Primarily we like to recommend utilizing JSD Queues, which is the Service Desk project version of Jira Filters, allowing users to query all the requests in the JSD project in regards to any of the associated criteria (fields) on the requests. As you may imagine, we can easily use the default priority field to query our requests and automatically push them into tiered queues, as seen below.
The other option is to have these tiers of escalation as workflow statuses that your request handlers (agents) will transition the request into when it needs to be escalated. I don't like to recommend this option simply because this means the request can't be in any other status while being escalated, which undermines the structure of most processes. However, workflows do have more robust automation capabilities that some team's more complex processes require, so this is always an option for those teams.

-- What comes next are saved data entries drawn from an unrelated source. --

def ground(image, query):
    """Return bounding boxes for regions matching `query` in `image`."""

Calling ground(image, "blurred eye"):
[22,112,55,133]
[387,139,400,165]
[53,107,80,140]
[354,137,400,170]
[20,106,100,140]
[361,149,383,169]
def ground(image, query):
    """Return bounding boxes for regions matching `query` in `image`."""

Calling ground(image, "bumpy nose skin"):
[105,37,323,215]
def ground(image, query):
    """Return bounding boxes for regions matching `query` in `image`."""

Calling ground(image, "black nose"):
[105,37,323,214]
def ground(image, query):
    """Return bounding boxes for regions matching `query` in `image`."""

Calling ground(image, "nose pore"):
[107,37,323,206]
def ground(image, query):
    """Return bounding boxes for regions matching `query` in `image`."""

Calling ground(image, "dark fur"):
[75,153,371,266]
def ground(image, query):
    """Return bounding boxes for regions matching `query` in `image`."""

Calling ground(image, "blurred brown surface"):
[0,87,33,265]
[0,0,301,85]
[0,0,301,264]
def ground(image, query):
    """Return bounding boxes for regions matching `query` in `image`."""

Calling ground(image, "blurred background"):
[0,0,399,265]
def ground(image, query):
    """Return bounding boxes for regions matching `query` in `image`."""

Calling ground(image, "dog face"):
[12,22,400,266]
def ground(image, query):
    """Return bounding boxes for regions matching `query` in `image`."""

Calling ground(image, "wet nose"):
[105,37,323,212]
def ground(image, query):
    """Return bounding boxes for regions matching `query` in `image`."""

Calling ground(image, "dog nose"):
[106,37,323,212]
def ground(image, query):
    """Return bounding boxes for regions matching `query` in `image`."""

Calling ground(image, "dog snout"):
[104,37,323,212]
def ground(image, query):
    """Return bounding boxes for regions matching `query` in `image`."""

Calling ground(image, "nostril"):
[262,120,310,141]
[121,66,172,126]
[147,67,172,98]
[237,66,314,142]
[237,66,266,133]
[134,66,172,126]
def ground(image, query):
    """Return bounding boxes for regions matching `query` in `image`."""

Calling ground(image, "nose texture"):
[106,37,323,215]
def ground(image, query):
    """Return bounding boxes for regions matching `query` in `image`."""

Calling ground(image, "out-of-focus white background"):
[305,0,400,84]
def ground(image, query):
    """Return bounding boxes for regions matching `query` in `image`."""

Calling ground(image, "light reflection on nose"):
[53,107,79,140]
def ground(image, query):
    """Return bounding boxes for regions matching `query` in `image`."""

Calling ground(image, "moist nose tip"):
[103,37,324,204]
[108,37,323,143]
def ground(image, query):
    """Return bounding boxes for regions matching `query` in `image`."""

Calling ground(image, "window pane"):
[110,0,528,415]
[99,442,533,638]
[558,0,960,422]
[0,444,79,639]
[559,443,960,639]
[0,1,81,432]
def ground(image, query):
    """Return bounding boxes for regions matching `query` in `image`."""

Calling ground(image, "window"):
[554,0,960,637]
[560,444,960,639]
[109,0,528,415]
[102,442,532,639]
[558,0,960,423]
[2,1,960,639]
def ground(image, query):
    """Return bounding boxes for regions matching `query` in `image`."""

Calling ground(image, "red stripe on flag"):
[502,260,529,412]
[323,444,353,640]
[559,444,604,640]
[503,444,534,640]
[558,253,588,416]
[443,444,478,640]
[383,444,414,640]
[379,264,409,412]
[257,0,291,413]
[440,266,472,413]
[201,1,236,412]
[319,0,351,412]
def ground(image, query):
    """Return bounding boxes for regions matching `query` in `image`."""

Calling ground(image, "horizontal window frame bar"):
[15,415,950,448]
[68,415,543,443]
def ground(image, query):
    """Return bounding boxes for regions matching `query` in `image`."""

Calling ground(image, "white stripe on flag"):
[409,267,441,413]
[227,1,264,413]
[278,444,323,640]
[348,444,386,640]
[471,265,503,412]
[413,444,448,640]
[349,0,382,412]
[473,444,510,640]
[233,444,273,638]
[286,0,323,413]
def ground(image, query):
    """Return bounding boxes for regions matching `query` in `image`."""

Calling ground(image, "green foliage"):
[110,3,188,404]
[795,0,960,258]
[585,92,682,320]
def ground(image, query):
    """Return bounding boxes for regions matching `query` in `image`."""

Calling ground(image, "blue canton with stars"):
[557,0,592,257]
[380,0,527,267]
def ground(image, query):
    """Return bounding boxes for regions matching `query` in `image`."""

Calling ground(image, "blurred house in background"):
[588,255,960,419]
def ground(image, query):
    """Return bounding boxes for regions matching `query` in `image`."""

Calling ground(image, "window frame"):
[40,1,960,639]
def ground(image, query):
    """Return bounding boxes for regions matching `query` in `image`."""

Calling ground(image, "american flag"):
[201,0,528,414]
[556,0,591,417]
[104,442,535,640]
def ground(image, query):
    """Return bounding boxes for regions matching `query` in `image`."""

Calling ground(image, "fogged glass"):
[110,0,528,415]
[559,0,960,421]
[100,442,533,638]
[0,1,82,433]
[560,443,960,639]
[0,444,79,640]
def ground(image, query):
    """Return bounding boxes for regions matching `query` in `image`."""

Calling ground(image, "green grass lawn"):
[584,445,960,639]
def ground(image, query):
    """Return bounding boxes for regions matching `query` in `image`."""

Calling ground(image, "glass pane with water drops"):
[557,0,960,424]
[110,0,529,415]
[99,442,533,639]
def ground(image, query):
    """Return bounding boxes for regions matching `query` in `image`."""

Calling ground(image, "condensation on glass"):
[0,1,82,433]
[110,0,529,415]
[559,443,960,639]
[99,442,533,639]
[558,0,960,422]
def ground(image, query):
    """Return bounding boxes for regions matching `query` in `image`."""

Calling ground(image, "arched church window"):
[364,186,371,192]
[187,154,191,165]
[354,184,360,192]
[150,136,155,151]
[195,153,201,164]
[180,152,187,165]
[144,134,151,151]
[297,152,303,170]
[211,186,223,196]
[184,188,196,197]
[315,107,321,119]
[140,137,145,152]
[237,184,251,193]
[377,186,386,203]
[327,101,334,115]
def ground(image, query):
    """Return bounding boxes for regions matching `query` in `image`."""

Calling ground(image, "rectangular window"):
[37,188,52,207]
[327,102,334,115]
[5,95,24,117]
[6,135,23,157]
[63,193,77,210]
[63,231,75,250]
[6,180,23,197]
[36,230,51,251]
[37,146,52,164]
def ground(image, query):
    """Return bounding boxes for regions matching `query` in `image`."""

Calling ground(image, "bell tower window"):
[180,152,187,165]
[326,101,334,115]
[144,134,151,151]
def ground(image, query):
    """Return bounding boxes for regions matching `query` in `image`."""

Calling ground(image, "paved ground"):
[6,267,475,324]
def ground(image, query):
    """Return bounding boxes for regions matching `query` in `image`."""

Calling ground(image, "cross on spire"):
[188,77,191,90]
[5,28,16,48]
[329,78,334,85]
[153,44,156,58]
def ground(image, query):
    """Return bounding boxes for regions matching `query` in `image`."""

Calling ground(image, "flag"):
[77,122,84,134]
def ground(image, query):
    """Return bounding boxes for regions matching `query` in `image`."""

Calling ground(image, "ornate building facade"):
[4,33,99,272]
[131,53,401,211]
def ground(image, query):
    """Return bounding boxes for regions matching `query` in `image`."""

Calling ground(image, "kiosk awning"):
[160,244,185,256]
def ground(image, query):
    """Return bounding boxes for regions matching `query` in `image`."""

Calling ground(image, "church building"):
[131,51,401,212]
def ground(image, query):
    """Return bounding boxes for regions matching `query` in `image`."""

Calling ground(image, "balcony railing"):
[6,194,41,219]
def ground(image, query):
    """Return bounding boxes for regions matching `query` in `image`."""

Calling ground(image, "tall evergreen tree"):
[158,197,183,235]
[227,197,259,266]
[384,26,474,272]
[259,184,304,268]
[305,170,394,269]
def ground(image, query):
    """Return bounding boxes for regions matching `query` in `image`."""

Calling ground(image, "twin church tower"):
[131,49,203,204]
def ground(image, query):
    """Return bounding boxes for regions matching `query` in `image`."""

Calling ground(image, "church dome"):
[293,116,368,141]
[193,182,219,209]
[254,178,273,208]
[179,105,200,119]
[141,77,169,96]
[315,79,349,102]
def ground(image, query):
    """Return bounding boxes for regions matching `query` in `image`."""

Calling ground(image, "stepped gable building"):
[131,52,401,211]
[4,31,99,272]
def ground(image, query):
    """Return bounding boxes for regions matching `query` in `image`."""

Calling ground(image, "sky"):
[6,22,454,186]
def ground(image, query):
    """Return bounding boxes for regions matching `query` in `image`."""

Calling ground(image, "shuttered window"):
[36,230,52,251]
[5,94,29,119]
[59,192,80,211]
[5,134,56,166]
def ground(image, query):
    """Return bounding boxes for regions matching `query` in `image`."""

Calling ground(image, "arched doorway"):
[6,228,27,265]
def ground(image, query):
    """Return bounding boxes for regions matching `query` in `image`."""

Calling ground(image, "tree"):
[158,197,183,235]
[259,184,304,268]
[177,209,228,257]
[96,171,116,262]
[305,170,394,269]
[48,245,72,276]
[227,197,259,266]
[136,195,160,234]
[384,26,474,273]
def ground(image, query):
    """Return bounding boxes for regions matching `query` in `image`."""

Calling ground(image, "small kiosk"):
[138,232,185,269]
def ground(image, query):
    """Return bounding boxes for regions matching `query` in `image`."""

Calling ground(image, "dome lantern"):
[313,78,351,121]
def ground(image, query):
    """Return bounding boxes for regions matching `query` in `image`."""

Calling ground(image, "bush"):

As for larger organizations that are handling millions of requests and have several help desk projects, we often utilize entirely separate projects as tiers of escalation that have dedicated configurations and teams. Jira Service Desk is set up quite well for this since requests originating from one help desk project can easily be transferred to another project, or linked to an issue in another project (like a software project). This moving or linking process can also be automated as part of your unique escalation process, helping to mitigate that tedious and often overwhelming manual work involved in service request management. In that regard, JSD and Jira Cloud have out-of-the-box automation engines that make it easy and intuitive to create automation rules for those common manual steps of your process.
Ultimately, you also want your ITSM escalation process to properly track these incidents throughout their escalation lifecycle, and notify the right people at the right times during this cycle. To assist with that, JSD offers very flexible Service Level Agreement functionality. Using the Jira Query Language or JQL, we associate SLA timers to specific groups of issues. This is the same querying process that queues use to pull specific types of requests utilizing the criteria associate with them. Therefore, when you define your SLA goals, you can grab requests based on their priority and attach the timers to them. Start, pause, and stop conditions are also defined for SLA goals (with calendars auto-pausing when agents are off work). These timers are great visual indicators on the request view for your agents to stay on track, as well as the foundation for all the custom reporting in JSD to see overall trends of your escalated incidents.
If your team is looking for a new way of tackling escalation for IT Service Management, look no further than Jira Service Desk, as it has the flexibility for you to define an escalation process perfect for your teams and organization. With the cross-project connections, dynamic queues, custom SLA goals, and built-in, easy to use automation, Atlassian's Jira Service Desk will give you all the tools needed to take your escalation to the next level!